The "death of a star," meaning what happens to a star after its life on the main sequence, depends on its mass.

Low mass main-sequence stars (with main-sequence mass less than 10 solar masses or so) undergoe the following phases: red giant, then planetary nebula, then white dwarf.

As a low-mass main-sequence star (of mass less than 10 solar masses) exhausts its supply of hydrogen, it expands and cools. We call the star in this phase a red giant.

As the outer layers of the star's atmosphere continue to expand, we call the resulting cloud a planetary nebula.

At the center of the planetary nebula is the core of the star. The core's mass is less than 1.4 solar masses. The core of the star gravitationally contracts and increases in temperature, until reaching equilibrium where the particles of the star are packed so closely together that electrons cannot be packed more tightly. The star is now called a white dwarf.

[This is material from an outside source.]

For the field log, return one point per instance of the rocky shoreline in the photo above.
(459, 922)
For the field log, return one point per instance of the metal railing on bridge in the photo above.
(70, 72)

Our Sun will follow this evolutionary path. The diameter of a white dwarf is about 1/100th of the diameter of the main sequence star it evolved from. Its volume, then, is about one millionth its original volume. Thus, a white dwarf is VERY dense, one of the most dense objects in the universe (though we'll discover a few objects more dense.)

The gravitational contraction of a white dwarf produces very high temperature. However, because its radius is so small, a white dwarf does not radiate very much energy per second and thus has a very low luminosity.

Eventually, the white dwarf will exhaust its fuel and cool until it cannot be seen. By this time, all elements in the periodic table from hydrogen to iron would have been produced by fusion sometime in the life of the star from main sequence phase to its white dwarf phase.